BILL MIDDLETON: Go on.
CARRIE KAHN: Bill Middleton calls out to his three cows resting alongside...
MIDDLETON: Come on, girl.
KAHN: ...his 20-acre home in rural San Diego County. His small herd keeps the grass and flammable chaparral low to the ground.
MIDDLETON: It's part of our effort just to try and make our house defensible. That paid its dividends this year when the fire came through.
KAHN: Last October's wildfire literally roared through this picturesque valley just outside the town of Ramona, burning dozens of homes. Middleton, a retired firefighter, says his house is still standing because of its preventative measures and because he stayed by his barn all night to put out half a dozen small fires that erupted from flying embers.
MIDDLETON: If you look at awful lot of the homes that burned out here, they burned right after the fires went over the top. Some of them even the next day. So that meant that there was a small fire hidden some place that people either didn't see or there was nobody there to see it.

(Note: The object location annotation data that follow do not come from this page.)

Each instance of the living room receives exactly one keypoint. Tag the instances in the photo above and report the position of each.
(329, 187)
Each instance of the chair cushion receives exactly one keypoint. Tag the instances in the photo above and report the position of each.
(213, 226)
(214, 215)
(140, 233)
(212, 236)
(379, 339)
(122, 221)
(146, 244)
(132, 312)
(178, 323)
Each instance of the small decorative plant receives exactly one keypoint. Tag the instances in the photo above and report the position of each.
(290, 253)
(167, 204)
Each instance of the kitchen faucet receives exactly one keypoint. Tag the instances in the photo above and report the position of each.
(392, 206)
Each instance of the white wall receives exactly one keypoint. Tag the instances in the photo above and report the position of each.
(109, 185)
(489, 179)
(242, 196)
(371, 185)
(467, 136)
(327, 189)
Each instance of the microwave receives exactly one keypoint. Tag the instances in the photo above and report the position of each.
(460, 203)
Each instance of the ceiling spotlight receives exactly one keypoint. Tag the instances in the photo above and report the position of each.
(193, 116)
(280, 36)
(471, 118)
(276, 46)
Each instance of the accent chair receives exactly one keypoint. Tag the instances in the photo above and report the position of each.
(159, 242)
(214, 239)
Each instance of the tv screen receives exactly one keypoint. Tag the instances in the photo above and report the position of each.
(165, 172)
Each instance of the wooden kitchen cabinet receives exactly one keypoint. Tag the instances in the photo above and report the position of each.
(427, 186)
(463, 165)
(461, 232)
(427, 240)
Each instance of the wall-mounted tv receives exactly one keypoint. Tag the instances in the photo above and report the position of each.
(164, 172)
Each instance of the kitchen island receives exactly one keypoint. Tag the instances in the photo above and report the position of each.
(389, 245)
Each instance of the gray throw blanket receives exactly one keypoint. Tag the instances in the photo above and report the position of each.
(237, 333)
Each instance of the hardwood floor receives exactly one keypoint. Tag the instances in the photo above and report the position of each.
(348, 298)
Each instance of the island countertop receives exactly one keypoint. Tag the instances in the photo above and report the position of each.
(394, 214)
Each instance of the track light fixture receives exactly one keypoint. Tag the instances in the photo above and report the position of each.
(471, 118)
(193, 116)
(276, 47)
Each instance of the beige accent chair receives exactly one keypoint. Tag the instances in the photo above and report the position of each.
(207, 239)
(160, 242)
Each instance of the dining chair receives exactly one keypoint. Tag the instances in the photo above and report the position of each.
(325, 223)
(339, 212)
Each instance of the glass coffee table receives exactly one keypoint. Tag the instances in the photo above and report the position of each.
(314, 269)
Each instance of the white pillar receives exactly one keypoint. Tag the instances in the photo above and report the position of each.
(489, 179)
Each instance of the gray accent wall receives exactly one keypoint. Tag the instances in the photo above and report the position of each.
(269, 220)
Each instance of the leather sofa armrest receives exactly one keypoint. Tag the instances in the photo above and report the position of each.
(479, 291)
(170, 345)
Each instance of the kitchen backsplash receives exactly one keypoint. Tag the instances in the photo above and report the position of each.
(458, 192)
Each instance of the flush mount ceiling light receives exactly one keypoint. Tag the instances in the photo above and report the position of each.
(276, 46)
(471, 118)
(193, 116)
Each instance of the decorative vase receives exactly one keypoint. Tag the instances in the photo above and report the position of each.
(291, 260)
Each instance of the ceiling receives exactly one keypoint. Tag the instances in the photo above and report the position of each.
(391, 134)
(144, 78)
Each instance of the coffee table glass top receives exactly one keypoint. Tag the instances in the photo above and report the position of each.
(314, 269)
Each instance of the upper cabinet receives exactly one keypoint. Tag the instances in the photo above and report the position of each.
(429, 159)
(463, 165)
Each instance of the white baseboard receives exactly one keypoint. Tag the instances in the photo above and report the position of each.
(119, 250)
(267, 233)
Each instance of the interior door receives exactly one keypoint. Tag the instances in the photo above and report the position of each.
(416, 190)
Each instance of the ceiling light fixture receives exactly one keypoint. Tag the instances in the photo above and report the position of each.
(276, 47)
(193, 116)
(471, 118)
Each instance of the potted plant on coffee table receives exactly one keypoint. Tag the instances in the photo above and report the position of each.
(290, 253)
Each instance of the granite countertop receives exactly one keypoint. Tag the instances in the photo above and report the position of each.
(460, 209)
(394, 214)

KAHN: During congressional hearings held this fall in San Diego, state and federal lawmakers like California's U.S. Senator Dianne Feinstein chastised the county for its lack of resources.
DIANNE FEINSTEIN: I deeply believe that San Diego has to increase the size of its fire services. This means eventually a loss of life of a major scale if nothing happens.
KAHN: The county has just two water-dropping helicopters; the city has one. That leaves the state to provide the bulk of crucial aerial assets. And during the October wildfires, state officials refused to let their pilots fly during the first three days of the fires because of safety concerns. Lately there's been growing pressure on San Diego to take responsibility for its own fire protection and unify the region's resources into one agency, even if it costs taxpayers money.
RON ROBERTS: You know, I think a lot of people come in and try to understand San Diego after they've spent five minutes here without realizing that it's distinctly different than some of the other counties in California.
KAHN: Ron Roberts is the chairman of the San Diego County Board of Supervisors.
ROBERTS: Distinctly different in that over 51 percent of the county is owned by the state and the federal government. And it necessitates a whole series of different solutions, if you will, because of that.
KAHN: Cary Coleman, chief of the Volunteer Intermountain Fire Department agrees. He says his station operates on an $80,000 a year budget and is adequately staffed to answer the one emergency call a day he averages.
CARY COLEMAN: Professionalism is not defined by a paycheck. It's a standard of performance. And you can do it with volunteers and reserves. There's no reason you can't.
KAHN: Former San Diego City Fire Chief Jeff Bowman calls the current system short-sighted and says it's costs the county 23 lives and more than 4,000 homes in the past four years.
JEFF BOWMAN: It's a great system if you can get away with that.
KAHN: Bowman quit his post after the deadly 2003 Cedar Fire, when officials balked at his calls to fund 22 new fire stations and hire hundreds of new firefighters.
BOWMAN: They just claimed that this region is different. I think it's different as well, but different in a bad way. They just have failed to recognize their responsibility.
KAHN: Carrie Kahn, NPR News, San Diego.